Hace casi 40 años ocurrió un fenómeno que cambió todo el paisaje y relieve de Castilla y este fue el de la concentración parcelaria. Las razones por las que esto ocurrió posiblemente las tenga más frescas el lector de más de esos 40 años, que el que suscribe, que apenas los supera. Parcelas pequeñas y alejadas pertenecientes al mismo dueño, conflictos generados por los deficientes accesos a terrenos sin camino propio, la imposibilidad de utilizar maquinaria pesada en angostos espacios, caminos estrechos y sin mantener, etc. Y entre sembrados, linderas de matorrales, vides y árboles de todo tipo, que cobijaban esa fauna variopinta por la que preguntábamos en el título. Todo esto llevó a un reajuste casi obligado en aquellas grandes extensiones salpicadas de variados cultivos y colores.
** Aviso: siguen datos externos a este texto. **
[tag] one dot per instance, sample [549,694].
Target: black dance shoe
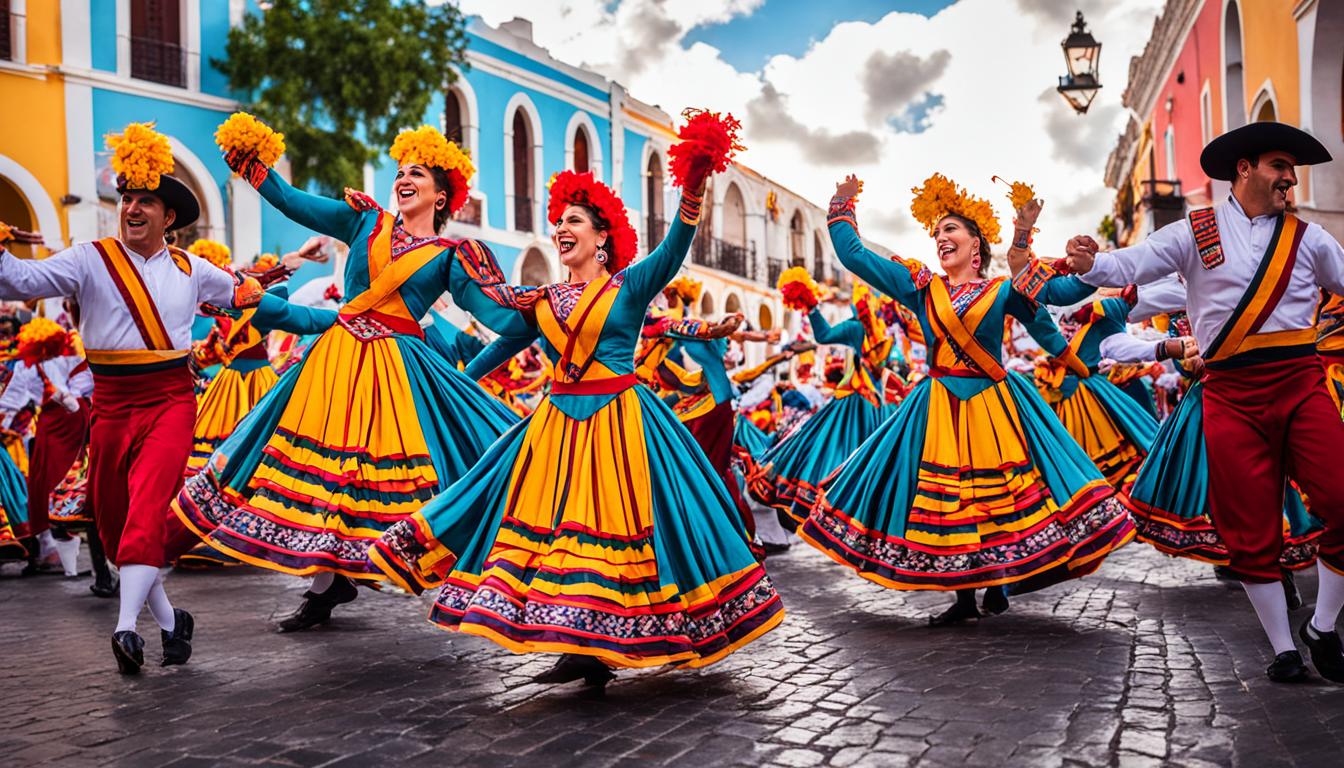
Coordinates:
[577,666]
[1288,667]
[178,643]
[1327,654]
[316,608]
[1294,597]
[960,611]
[104,585]
[995,601]
[129,651]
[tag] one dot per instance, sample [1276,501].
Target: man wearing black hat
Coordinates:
[139,297]
[1253,272]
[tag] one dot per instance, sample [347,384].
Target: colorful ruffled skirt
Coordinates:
[1113,429]
[790,474]
[1169,496]
[352,439]
[609,537]
[231,394]
[14,510]
[971,484]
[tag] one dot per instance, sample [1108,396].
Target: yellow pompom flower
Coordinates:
[940,197]
[140,155]
[426,145]
[213,252]
[245,132]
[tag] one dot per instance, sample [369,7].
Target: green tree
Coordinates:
[340,78]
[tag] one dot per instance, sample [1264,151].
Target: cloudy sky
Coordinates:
[891,90]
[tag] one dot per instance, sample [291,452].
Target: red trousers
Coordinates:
[139,441]
[714,433]
[1264,423]
[55,447]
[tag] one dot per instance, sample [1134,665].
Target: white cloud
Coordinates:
[997,113]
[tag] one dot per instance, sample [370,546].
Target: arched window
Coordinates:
[454,125]
[523,191]
[657,225]
[581,154]
[796,241]
[1234,88]
[16,213]
[535,268]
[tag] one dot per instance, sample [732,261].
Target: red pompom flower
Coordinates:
[707,144]
[570,188]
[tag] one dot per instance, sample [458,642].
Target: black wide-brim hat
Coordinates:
[175,195]
[1219,158]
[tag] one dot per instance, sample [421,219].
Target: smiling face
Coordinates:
[957,245]
[1264,184]
[144,219]
[577,237]
[415,191]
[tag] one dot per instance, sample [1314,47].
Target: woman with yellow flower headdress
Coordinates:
[790,472]
[973,483]
[596,529]
[371,423]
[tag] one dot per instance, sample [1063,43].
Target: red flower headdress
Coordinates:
[569,188]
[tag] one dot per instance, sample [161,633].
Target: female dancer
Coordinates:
[594,529]
[371,423]
[973,482]
[792,471]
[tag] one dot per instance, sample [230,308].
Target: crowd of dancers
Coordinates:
[589,470]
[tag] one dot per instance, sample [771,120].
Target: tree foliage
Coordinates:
[340,78]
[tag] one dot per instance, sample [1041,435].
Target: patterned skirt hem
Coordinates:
[1096,523]
[707,632]
[202,491]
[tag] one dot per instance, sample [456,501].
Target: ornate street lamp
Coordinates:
[1082,54]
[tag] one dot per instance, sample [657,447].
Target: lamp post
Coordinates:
[1082,54]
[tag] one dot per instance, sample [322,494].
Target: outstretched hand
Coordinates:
[850,187]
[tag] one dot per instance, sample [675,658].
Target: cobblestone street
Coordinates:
[1149,662]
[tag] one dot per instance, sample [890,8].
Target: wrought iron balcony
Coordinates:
[157,61]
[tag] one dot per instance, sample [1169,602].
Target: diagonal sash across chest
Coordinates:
[1241,332]
[133,291]
[577,335]
[952,326]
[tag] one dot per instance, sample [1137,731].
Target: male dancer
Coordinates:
[1253,269]
[137,300]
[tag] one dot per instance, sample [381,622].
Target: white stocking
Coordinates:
[1272,608]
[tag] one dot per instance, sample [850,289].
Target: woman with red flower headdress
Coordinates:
[372,423]
[596,529]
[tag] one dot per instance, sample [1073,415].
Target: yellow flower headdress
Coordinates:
[140,156]
[940,197]
[213,252]
[425,145]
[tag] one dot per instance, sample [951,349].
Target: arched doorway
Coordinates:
[16,213]
[520,151]
[1234,85]
[536,269]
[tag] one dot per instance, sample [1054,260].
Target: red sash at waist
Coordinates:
[612,385]
[370,326]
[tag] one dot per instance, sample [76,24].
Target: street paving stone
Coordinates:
[1148,662]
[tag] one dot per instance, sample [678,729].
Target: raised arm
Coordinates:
[899,279]
[651,275]
[477,285]
[335,218]
[24,279]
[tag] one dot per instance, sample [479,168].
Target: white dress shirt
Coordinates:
[1214,293]
[104,318]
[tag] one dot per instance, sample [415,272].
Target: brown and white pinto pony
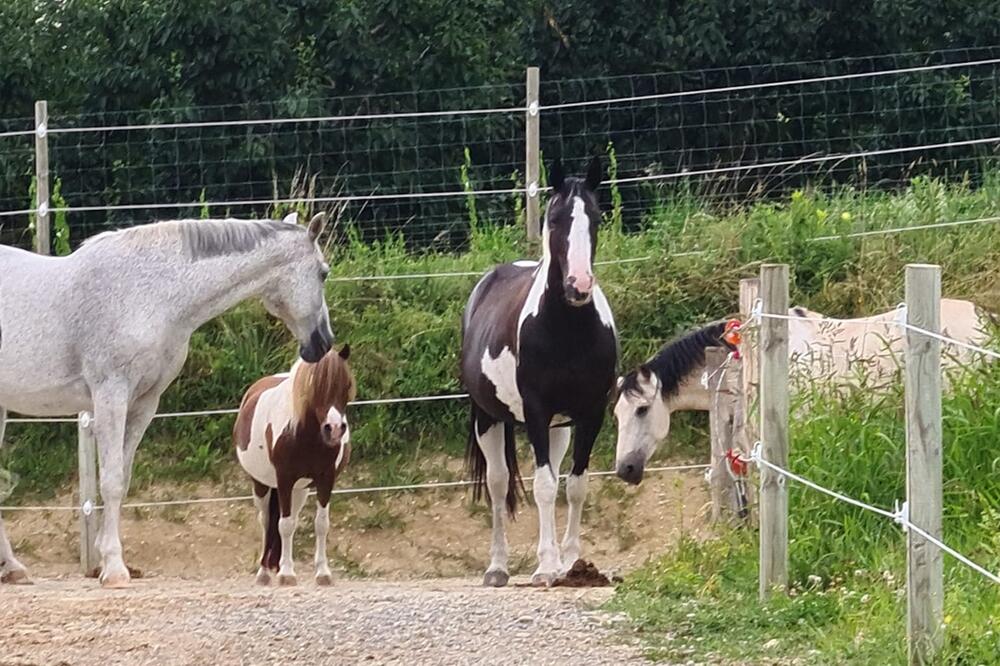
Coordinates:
[539,347]
[291,433]
[863,352]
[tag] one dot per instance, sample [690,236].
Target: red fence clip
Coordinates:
[737,464]
[732,336]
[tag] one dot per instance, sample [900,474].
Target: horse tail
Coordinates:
[475,462]
[271,559]
[514,481]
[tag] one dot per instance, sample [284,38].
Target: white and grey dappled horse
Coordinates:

Hay quien opina que esta decisión fue un error, que la concentración trajo la extinción; y posiblemente no le falte razón. Una gran escoba barrió toda esa selva multicolor, allanó los terrenos, limpió la vegetación y, con regla y cartabón, sabios ingenieros diseñaron el nuevo reparto de la manera más justa posible (aunque ya sabemos que esto nunca es fiel) dejando la piel de Castilla tal y como ahora la conocemos.

La foto era casi de tablero de ajedrez. Terrenos perfectamente geométricos delimitados por grandes y cuidadas pistas que partían de cada pueblo en todas direcciones. Una vez más, modificamos el entorno a nuestro favor, pero pagando un precio muy alto. En esta nueva distribución, nadie se acordó de fauna y flora. Así, ver hoy en día algo diferente al trigo o la cebada, disfrutar de otro olor que no sea el de la cosecha, cruzarte un día de primavera con una culebra, intuir un lagarto, encontrar un pequeño mamífero, es cada vez más complicado. En la guerra entre el hombre y la naturaleza, nuevamente ganó aquel.

Es cierto que, puntualmente, han crecido o se han mantenido las poblaciones de algunas especies, como ciertas rapaces (milanos, ratoneros, cernícalos) que no son difíciles de observar. Bandadas de perdices o tímidos conejos, posiblemente su alimento impuesto, en ocasiones atraviesan los campos cultivados, pero ya nunca será en la cantidad que algunos recuerdan. A modo de plaga bíblica, cíclicamente se producen invasiones de topillos, señal inequívoca del desequilibrio que provocamos. ¿Será la simbólica venganza de nuestra madre naturaleza?

El otro capítulo es el del uso excesivo y casi irracional de los herbicidas. Pero eso queda para otro día.